During and after the ’60s, coal production began to shift toward the western U.S., and oil and natural gas became more popular energy sources, Buckley said.

In addition, as cars became more popularly used, miners no longer had to live in company towns directly next to the mines, he said.

“The utility of these mine towns went away a long time ago,” Buckley said. “Towns really started to wither on the vine.”

Blosser said many who left the region during World War II did not return because there were jobs and opportunities in larger towns and cities.

“Once you start getting those jobs in other places … you’re not going to come back,” she said. “Many of these towns diminished and continue to diminish.”

The abandoned towns, or what is left of them, are presently scattered across southeast Ohio. O’Grady said many are in the Wayne National Forest.

Some of the more accessible spots include San Toy, East Clayton and Oreton. Some unofficial websites offer lists and locations of the so-called ghost towns, such as Ohio Ghost Town Exploration Co.

Alex Driehaus

The streets of Shawnee have a mix of shops, homes, and abandoned storefronts.

Hope for what remains

Many of southeast Ohio’s small towns were once mining communities, and their residents remain in the region simply because they love it there, Blosser said.

“The people that stay, many of them are very loyal to the area and they don’t want to live in the cities,” Blosser said. “It seems to foreign to them. I find a hard time looking at flat land, it just sort of bothers me, there’s something wrong with it.”

Blosser, who lives near Shawnee in the former mining town New Straitsville, said her husband’s family has lived in the region since the early 19th century.

Blosser also works as a tour guide for the Little Cities of Black Diamonds Council, which is based in Shawnee.
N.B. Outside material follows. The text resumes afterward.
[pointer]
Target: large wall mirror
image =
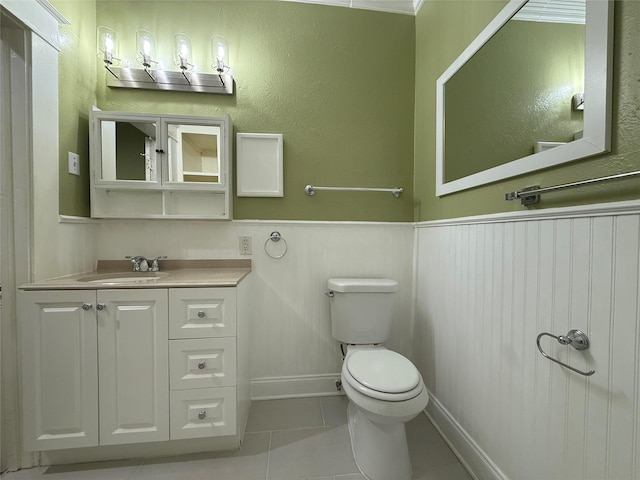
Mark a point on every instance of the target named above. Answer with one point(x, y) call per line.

The council aims to educate people in the area about the history of mining towns.

“(People) don’t realize the accomplishments and life that the people here had and the difference it made,” Blosser said. “They should be really proud of that history.”

Over the years, groups in the area have made efforts to reclaim and preserve buildings in former mining communities such as Shawnee, Blosser said.

One example of that is the Tecumseh Theater in Shawnee, which was built in 1907 and provided entertainment to those in the mining community for decades. The theater has since been restored and preserved by a group of local residents after nearly being demolished in the ’70s, Blosser said.

Today, grassroots groups such as the Little Cities of Black Diamonds Council and the Ohio Hill Country Heritage Area, work to preserve and celebrate the mining towns in the region, Blosser said.

“For the first time I’m starting to see a little bit of hope. I really am,” she said. “I’m seeing some things change.”